SIR Ronald Sanders, the High Commissioner for Antigua and Barbuda in London, has been reinstated in the contest for the post of Commonwealth Secretary-General after withdrawing his candidacy in December.
Prime Minister Gaston Browne, of Antigua and Barbuda, has written to the heads of CARICOM saying he had been “overwhelmed by messages of regret and requests for reconsideration from within and beyond the Caribbean” after Sir Ronald’s withdrawal.
In a letter on February 12 to the heads of government of the Bahamas, Barbados, Belize, Dominica, Grenada, Guyana, Jamaica, St Kitts-Nevis, St Lucia, St Vincent and the Grenadines, and Trinidad and Tobago, Mr Browne said that the messages had shown that the Commonwealth “has been deprived, at a time of crisis, of the candidate manifestly most suitable and most likely to be chosen given his Commonwealth-wide network and diplomatic experience”.

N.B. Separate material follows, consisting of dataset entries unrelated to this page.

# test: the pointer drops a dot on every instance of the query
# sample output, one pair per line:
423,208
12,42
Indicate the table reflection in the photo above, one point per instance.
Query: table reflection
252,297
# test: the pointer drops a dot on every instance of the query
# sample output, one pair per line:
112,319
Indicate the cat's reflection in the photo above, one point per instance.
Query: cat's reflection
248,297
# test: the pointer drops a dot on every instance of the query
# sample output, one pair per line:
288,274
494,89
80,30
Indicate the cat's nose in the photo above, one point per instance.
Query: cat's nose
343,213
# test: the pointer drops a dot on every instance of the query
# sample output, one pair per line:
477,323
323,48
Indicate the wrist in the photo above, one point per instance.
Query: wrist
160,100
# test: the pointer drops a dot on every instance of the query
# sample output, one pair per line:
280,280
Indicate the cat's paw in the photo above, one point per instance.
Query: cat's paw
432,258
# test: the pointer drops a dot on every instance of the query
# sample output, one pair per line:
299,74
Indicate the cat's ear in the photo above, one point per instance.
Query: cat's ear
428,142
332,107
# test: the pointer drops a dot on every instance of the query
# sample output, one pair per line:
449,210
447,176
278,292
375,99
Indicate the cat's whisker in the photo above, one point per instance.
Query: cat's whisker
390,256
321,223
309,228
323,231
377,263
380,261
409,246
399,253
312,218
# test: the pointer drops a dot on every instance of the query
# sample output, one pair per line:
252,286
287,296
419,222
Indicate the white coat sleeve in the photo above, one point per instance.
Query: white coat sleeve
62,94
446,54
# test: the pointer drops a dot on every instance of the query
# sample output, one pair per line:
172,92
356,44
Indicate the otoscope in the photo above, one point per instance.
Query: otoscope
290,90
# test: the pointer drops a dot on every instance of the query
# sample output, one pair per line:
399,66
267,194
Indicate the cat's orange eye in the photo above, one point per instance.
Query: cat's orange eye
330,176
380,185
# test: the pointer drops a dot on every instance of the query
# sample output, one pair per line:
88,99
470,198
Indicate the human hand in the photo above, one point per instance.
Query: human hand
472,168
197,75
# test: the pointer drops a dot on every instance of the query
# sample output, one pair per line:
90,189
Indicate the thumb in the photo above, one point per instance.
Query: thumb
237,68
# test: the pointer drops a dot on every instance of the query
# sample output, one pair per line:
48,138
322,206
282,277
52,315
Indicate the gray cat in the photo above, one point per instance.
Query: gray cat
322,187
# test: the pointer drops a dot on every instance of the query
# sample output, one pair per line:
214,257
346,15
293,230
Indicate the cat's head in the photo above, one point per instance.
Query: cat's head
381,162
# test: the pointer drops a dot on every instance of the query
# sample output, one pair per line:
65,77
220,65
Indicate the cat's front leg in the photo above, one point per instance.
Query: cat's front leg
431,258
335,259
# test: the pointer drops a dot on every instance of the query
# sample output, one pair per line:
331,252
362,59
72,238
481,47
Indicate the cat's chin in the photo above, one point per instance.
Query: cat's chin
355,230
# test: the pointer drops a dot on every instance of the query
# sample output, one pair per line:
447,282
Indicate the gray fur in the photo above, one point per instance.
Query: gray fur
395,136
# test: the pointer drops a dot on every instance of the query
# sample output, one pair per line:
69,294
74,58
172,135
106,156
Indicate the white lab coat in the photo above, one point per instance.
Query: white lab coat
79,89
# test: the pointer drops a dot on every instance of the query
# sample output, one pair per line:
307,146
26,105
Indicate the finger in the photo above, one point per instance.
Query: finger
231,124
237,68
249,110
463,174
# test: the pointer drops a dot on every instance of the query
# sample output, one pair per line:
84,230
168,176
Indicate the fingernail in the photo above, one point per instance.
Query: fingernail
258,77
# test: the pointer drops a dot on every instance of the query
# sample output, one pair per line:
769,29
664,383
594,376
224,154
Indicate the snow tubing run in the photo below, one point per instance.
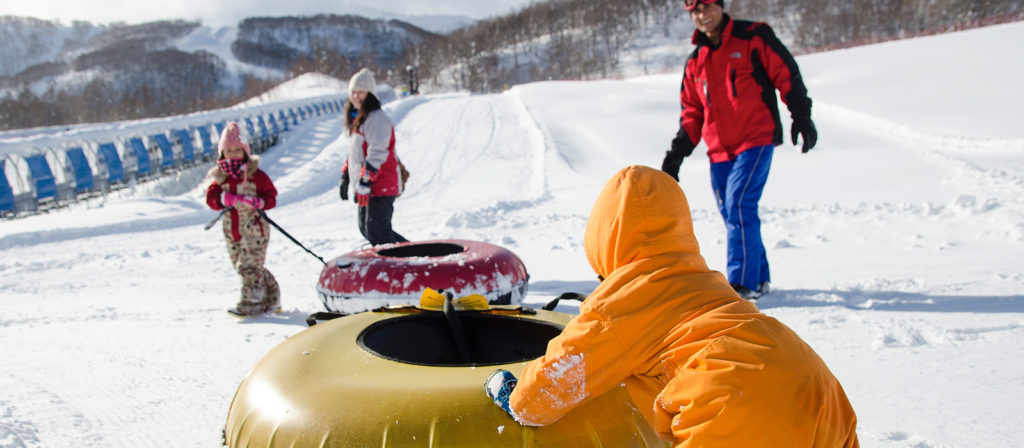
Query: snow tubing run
397,378
396,274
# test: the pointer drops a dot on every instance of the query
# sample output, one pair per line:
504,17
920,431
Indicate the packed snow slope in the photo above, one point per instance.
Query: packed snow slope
896,245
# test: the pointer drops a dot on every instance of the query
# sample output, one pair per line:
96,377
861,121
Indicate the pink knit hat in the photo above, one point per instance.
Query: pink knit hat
231,137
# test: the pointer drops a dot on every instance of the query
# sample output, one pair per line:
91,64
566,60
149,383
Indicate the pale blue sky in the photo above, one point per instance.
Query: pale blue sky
220,12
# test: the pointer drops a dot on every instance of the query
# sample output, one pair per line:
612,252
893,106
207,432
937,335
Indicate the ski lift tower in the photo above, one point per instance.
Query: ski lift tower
414,82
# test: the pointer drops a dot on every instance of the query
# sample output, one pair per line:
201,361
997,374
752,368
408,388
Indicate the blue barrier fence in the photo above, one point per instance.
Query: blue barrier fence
71,172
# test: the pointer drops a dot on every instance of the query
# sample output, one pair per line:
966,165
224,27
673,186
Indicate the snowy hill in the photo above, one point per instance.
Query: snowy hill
895,245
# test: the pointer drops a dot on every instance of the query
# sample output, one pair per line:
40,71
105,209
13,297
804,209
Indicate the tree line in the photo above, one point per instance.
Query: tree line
556,39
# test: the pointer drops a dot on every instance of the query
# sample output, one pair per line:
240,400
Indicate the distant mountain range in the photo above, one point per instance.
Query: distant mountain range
44,55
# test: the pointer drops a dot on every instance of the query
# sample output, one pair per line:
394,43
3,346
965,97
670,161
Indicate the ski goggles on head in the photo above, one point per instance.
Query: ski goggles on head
690,5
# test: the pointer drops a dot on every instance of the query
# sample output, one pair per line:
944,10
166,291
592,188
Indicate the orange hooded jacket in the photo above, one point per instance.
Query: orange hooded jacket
705,366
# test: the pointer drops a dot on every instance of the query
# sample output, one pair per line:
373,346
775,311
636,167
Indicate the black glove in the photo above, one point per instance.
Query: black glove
343,189
682,147
805,127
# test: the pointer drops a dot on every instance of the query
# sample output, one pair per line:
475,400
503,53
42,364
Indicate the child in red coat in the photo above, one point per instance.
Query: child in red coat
240,185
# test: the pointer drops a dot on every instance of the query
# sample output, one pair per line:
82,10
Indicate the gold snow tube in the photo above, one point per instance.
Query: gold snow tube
402,378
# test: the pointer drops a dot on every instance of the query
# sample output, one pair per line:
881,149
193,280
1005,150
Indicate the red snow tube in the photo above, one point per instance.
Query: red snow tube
396,274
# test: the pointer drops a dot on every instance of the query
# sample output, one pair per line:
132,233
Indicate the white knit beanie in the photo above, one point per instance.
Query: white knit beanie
363,80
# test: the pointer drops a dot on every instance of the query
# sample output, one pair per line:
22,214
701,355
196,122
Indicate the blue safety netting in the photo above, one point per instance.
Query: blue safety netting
42,177
107,153
204,135
166,150
141,157
187,150
80,168
6,192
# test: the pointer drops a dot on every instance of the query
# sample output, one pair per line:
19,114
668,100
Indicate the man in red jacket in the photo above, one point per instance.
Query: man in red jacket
728,99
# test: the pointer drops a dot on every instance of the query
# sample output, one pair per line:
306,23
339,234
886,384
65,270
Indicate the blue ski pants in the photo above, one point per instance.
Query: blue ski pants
737,186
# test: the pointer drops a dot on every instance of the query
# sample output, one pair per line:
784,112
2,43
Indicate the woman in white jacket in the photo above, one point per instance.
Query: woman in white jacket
373,160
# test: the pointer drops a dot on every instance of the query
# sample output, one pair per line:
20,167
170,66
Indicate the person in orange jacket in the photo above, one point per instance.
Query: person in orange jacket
706,367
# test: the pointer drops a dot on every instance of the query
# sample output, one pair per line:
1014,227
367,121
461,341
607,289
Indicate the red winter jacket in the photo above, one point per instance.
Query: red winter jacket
373,148
728,92
256,183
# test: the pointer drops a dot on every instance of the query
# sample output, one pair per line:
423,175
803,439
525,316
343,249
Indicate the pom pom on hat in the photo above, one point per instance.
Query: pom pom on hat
363,80
231,137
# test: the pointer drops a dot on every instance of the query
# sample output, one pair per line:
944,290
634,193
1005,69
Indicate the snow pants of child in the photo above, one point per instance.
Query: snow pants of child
260,293
375,221
737,186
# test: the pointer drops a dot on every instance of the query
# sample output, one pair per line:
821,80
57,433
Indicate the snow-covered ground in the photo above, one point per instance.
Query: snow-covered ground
897,245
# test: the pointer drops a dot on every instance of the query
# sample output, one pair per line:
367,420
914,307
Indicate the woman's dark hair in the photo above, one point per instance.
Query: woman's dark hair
370,104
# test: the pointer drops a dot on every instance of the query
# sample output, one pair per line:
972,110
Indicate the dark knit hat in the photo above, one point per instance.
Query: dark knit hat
692,4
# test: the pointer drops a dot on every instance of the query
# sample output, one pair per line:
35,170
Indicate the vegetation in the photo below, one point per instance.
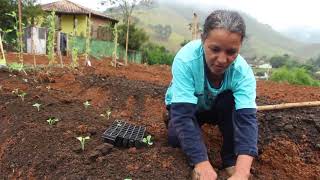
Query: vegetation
147,140
155,54
82,141
297,76
37,105
30,12
137,36
52,120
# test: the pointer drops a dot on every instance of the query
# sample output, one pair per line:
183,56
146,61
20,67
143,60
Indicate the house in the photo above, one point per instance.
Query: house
73,18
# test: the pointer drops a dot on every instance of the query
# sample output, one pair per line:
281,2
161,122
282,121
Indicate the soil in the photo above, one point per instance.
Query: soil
289,141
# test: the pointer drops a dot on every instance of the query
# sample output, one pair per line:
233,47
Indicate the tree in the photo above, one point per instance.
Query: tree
30,12
137,36
279,61
127,7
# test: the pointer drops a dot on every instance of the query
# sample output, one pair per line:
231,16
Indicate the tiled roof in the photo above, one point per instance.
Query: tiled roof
68,7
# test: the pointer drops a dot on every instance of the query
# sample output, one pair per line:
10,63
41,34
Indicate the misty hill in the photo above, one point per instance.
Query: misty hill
168,24
303,34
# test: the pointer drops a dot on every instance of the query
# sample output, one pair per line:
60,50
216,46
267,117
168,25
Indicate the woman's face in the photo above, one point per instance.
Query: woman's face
221,49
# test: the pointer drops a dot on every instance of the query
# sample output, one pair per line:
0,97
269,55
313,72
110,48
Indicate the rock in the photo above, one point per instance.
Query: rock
94,155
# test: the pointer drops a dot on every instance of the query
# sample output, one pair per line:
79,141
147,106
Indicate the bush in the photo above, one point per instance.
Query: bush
298,76
155,54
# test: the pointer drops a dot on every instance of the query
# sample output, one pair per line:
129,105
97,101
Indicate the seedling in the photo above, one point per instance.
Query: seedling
37,105
48,87
82,141
86,104
106,114
15,91
22,95
52,120
147,140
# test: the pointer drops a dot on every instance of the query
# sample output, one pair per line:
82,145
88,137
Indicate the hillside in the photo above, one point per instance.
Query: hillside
168,25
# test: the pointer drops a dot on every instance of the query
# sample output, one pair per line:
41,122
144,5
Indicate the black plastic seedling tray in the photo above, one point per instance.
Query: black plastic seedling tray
123,134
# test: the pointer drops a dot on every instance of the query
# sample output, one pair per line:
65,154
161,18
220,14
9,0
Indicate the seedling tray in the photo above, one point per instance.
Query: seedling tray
123,134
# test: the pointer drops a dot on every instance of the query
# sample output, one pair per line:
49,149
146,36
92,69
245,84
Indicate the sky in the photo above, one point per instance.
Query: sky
280,14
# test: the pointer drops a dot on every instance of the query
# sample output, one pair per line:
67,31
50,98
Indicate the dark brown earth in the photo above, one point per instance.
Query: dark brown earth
289,141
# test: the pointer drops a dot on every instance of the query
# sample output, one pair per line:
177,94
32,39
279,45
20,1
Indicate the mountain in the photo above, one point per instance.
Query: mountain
307,35
168,24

Sir Ronald, 67, had the declared support of nine of the 12 Commonwealth Caribbean governments’ votes. Mr Browne said he was anxious that the region proceed with a consensus candidate if possible and, after urging Sir Ronald to reconsider on that basis, was pleased he had accepted. Sir Ronald had withdrawn late last year citing delay by the region’s delegates to make a decision over their preferred candidate.
The determination on what should be a unanimous candidate should be taken during the CARICOM inter-sessional conference in The Bahamas, chaired by Prime Minister Perry Christie, on February 27.